Wednesday, November 02, 2005

Stealing Van Gogh's Thunder

This morning at 0930 Snouck visited the commemoration of the Assasination of film maker Theo van Gogh. As I wrote yesterday the event was organised by the Amsterdam Townhall and the opposition Labour party. In order to further enhance the standing of the event our "Conservative" Prime Minister Balkenende was invited to speak some words.

Friends and family of Van Gogh were not in anyway consulted by the organisers.

There was a respectable crowd gathered of respectable people. Lots of middle class locals and lots of press including various camera crews. I think there were quite a few people from Theo van Gogh's area, the affluent and white Watergraafsmeer, on the other side of the railroad track.

Commemorations or ceremonies in The Netherlands are almost always carried out with a minimum of aplomp, style or dramatic content. So I was not expecting much. I was to be surprised. There was a lady with two noisy young kids but otherwise the crowd was well behaved.

Then there was a tattoo drummed. Military style. I could not see the drummer but he was alone. The drum solo lasted a minute or longer and created an mood of hushed expectation. It even shut the brats shut up.

Then the local council head (Amsterdam is divided in 16 little councils, which administrate 16 little "council areas") spoke a few minutes. He mentioned a local woman who told someone off who denounced her for wearing a islamic veil. The speech was well-delivered. Prime Minister Balkenende was next. Again a strongly pronounced well delivered speech. What is going on here? Then a local mother spoke who had been bringing her children to the school just 15 meters around the corner from the spot where Van Gogh was cut up after having been shot repeatedly. She was very, emotional and on the verge of tears. Something she said piqued my interest. She had been talking to local Muslim women while making a documentary about the aftermath of the assasination. Then she criticised politicians and opinion makers who had been very hardline in there pronunciations in the months after the attack. She demanded that these people would tone down, would limit their speech in the name of her children who were growing up in an environment of threats and increasing mutual recriminations.

Then finally Job Cohen spoke, the mayor of Amsterdam the man who is appointed to "keep things together" (The Netherlands is the only country in Europe where mayors are appointed and not elected). And he told the crowd that had gathered that "we" should all come together and stop deviding into ethnic crowds who only work towards their narrow self interest. Which is something that is happening of course.

"Si monumentum requiris circumspice". He who requires a monument, let him look around. The crowd that Cohen addressed was 99 percent white, mostly middle class. I counted five blacks, two among the policemen, two among the camera crews, two in the crowd. And zero, zilch, nada Muselmen showing their solidarity with the martyr of freedom of speech.

Looking at the crowd reveals the truth, the awkward reality that the words of political speechmakers and the carefully selected mother/documentary maker were trying to hide. The reality is that a multicultural society is not a society at all. It is a alligator pond of warring ethno-cultural societies each with their own temples, martyrs, totempoles, media and holy books.

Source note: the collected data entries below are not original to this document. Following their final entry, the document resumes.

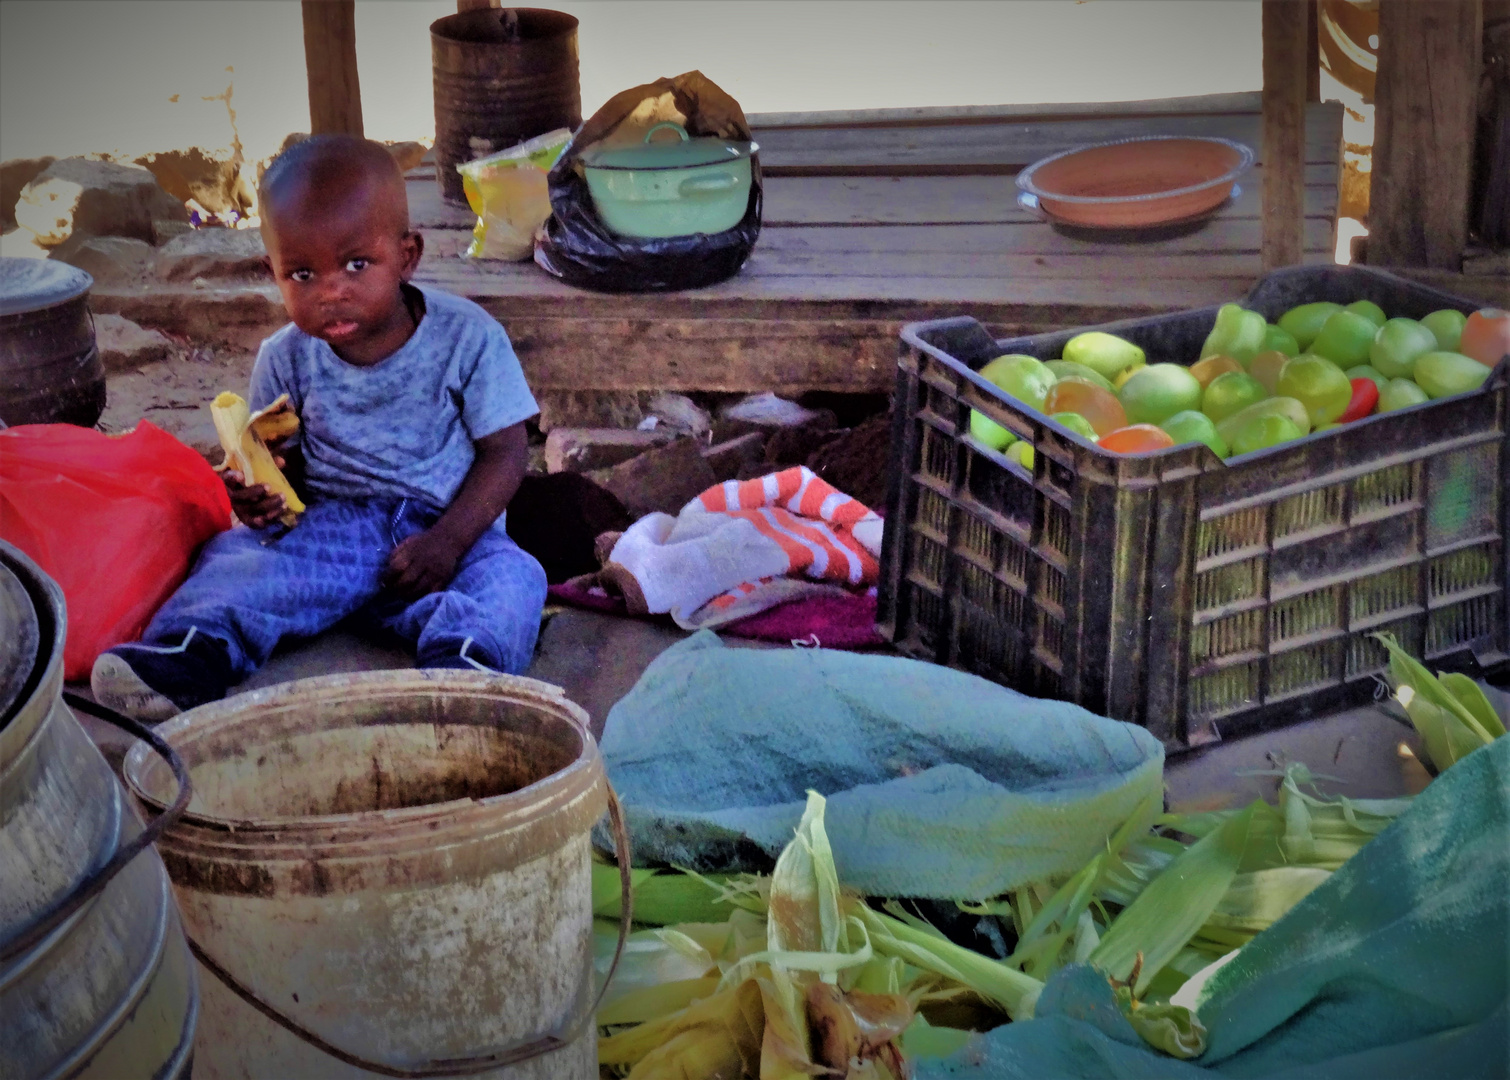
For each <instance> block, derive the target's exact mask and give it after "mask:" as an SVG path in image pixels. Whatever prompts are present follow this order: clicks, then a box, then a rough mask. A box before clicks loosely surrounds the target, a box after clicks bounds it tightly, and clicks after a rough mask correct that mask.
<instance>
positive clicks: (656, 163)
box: [581, 122, 760, 169]
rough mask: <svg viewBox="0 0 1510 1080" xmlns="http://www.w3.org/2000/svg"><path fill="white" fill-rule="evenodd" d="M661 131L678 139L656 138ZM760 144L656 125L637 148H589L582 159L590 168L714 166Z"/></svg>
mask: <svg viewBox="0 0 1510 1080" xmlns="http://www.w3.org/2000/svg"><path fill="white" fill-rule="evenodd" d="M660 131H676V133H678V134H680V136H681V137H680V139H664V137H661V139H657V140H655V142H651V140H652V139H655V136H657V134H658V133H660ZM757 150H760V147H757V145H755V143H753V142H735V140H732V139H714V137H711V136H701V137H692V136H689V134H687V131H686V128H683V127H681V124H672V122H666V124H657V125H655V127H652V128H651V130H649V131H646V133H645V142H643V143H642V145H639V147H618V148H615V150H598V148H595V147H593V148H589V150H586V151H584V153H583V156H581V160H583V165H586V166H587V168H590V169H693V168H696V166H699V165H717V163H719V162H734V160H738V159H741V157H749V156H752V154H753V153H755V151H757Z"/></svg>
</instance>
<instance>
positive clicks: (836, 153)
mask: <svg viewBox="0 0 1510 1080" xmlns="http://www.w3.org/2000/svg"><path fill="white" fill-rule="evenodd" d="M1151 134H1194V136H1214V137H1222V139H1234V140H1237V142H1241V143H1246V145H1249V147H1253V148H1255V151H1259V153H1261V134H1262V131H1261V118H1259V115H1258V113H1246V115H1231V116H1226V115H1206V116H1199V115H1197V116H1170V118H1142V116H1126V118H1123V116H1107V118H1099V119H1083V121H1075V119H1072V121H1057V119H1055V121H1037V122H1030V121H1016V122H992V124H965V125H954V127H895V128H835V130H827V128H770V130H766V131H757V133H755V140H757V142H758V143H760V160H761V168H763V169H764V171H767V172H773V174H781V172H797V171H802V172H808V174H811V172H812V171H818V169H821V171H831V172H832V171H847V172H856V171H871V172H882V174H886V172H895V171H898V169H914V171H926V169H932V171H945V169H951V171H977V172H1016V171H1019V169H1022V168H1025V166H1027V165H1031V163H1033V162H1037V160H1039V159H1042V157H1048V156H1049V154H1057V153H1060V151H1065V150H1072V148H1074V147H1081V145H1086V143H1092V142H1105V140H1110V139H1131V137H1139V136H1151ZM1341 143H1342V106H1341V104H1339V103H1336V101H1329V103H1324V104H1315V106H1309V107H1308V110H1306V162H1314V163H1323V165H1327V163H1336V162H1338V160H1341Z"/></svg>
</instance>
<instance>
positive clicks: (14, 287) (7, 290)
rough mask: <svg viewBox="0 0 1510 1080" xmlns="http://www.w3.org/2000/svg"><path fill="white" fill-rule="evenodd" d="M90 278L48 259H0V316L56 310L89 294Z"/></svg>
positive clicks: (6, 315) (90, 285)
mask: <svg viewBox="0 0 1510 1080" xmlns="http://www.w3.org/2000/svg"><path fill="white" fill-rule="evenodd" d="M92 284H94V278H91V276H89V275H88V273H85V272H83V270H80V269H79V267H77V266H69V264H68V263H57V261H54V260H51V258H0V316H18V314H26V313H27V311H41V310H42V308H51V307H57V305H59V304H66V302H68V301H72V299H77V298H80V296H83V295H85V293H88V292H89V287H91V285H92Z"/></svg>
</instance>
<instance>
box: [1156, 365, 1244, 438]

And the Dutch martyr for freedom of speech is being turned into a martyr for controlled speech.
The local councillor only mentioned hatred against a Muslim woman
The mother/documentarist pleaded for controlled speach in the name of her children
The Prime Minister only mentioned that "we should not let each other go" and should not practise hate and extremism, which are basically codewords for white ethnic solidarity.
The Mayor said that we should look further than our own groups collective interest, but that is only meant for whites.

Theo van Gogh would have written a great column on this event.